Anyone with a cable or DSL modem knows how temperamental network connections can be. The Internet just stops working, and the only way to get it going again is to unplug it for 15 seconds. (Or, put another way, “Have you tried turning it off and on again?”)

Thankfully, better solutions exist for professional data centers than consumer-grade modems, but problems can persist.

As a company that does reliable messaging, we’ve really heard it all. Don’t worry, the names will be changed to protect the innocent.

A registered ISP had two routers: a primary and a backup. One day, the primary router malfunctioned. They switched to the backup, only to find that its routing tables had not been updated in a very long time. For many customers, that was the day the Internet died.

In another case, a project used an Oracle database. Everything worked great in the development environment, but in production there was an additional load balancer and firewall. Every once in a while, the load balancer would silently drop TCP connections to the database. These faulty connections continued to sit in a connection pool, so the next time somebody needed a connection, they would get an exception.

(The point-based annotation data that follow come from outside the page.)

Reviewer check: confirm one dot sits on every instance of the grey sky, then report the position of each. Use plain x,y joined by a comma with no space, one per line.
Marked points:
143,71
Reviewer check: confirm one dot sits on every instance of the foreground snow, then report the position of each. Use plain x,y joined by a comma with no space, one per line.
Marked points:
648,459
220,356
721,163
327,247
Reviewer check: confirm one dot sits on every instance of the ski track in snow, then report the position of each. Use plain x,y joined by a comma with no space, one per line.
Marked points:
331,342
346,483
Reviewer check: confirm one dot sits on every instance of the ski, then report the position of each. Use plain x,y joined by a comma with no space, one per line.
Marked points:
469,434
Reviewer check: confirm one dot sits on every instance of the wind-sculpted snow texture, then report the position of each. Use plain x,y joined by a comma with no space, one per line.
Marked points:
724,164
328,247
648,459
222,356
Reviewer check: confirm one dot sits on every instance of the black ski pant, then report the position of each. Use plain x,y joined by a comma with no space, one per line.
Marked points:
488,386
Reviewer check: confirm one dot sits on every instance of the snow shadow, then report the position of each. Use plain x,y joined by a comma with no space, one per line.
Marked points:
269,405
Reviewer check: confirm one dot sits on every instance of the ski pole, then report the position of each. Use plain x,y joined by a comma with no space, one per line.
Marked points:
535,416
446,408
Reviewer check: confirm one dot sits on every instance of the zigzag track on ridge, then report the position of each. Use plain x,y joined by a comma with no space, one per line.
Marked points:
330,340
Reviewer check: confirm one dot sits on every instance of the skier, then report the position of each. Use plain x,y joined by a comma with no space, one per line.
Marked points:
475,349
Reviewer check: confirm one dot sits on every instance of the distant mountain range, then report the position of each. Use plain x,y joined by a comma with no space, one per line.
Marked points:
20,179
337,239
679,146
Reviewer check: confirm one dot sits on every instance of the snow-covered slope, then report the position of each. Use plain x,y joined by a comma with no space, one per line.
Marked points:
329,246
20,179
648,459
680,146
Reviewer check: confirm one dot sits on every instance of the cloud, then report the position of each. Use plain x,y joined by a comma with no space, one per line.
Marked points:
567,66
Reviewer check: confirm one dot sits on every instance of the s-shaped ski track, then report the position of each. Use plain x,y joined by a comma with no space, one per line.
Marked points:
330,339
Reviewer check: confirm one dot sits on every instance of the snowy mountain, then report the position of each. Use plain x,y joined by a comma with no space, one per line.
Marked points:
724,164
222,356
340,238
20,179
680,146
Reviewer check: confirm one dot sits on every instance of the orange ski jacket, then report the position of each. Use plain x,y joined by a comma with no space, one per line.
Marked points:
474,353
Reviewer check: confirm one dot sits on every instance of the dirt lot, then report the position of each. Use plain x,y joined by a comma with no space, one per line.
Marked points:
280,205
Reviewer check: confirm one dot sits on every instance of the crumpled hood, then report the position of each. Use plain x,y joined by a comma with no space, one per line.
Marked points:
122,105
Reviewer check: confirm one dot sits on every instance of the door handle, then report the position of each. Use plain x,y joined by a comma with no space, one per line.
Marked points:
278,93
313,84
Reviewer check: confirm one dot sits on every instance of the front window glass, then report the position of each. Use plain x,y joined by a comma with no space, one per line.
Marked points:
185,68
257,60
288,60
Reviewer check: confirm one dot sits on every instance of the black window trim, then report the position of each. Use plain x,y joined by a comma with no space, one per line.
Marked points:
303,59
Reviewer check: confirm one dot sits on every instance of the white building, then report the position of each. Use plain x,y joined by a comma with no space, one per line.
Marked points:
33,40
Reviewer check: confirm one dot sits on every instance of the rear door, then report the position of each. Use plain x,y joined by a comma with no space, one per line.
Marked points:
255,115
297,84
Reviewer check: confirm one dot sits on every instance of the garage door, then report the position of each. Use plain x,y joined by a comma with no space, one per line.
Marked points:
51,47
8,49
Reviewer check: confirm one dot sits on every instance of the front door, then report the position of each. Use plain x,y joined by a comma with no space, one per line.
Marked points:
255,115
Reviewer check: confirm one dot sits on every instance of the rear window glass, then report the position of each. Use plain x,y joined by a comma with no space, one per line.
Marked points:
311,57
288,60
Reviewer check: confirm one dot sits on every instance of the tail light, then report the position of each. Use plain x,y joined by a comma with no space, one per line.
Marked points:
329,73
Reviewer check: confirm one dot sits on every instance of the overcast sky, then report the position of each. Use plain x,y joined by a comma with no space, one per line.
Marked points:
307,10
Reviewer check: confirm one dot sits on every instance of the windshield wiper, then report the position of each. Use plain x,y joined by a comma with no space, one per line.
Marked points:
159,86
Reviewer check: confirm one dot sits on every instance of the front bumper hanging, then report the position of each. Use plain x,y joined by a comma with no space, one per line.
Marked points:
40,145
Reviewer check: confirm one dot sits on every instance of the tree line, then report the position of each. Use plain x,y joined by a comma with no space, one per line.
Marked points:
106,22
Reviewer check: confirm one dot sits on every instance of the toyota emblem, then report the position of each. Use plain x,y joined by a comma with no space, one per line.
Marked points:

Just recently, on June 12, a single ISP in Asia broke the Internet for a big section of the world, creating Internet problems in Europe.

In general, you can’t trust any network, no matter how local or global. Hardware, software, and security can all cause issues. This is codified in the 1st fallacy of distributed computing: the network is reliable.

This is especially problematic for HTTP communication or any request/response or remote procedure call (RPC) style of communication.

Consider the following simple web service call:

var svc = new MyService();
var result = svc.Process(data);

How do you handle an HttpTimeoutException? This is an exception that’s generated on the client side when there’s a problem, but you can’t know what went wrong because you haven’t gotten a response.

Data can get lost when sent over the wire. It’s possible that the web service call actually succeeded but the response got lost somewhere on the Internet. If the web service represents an idempotent operation (a process that can be repeated without any adverse side effects), then it can simply be retried. But what if that process charges a credit card?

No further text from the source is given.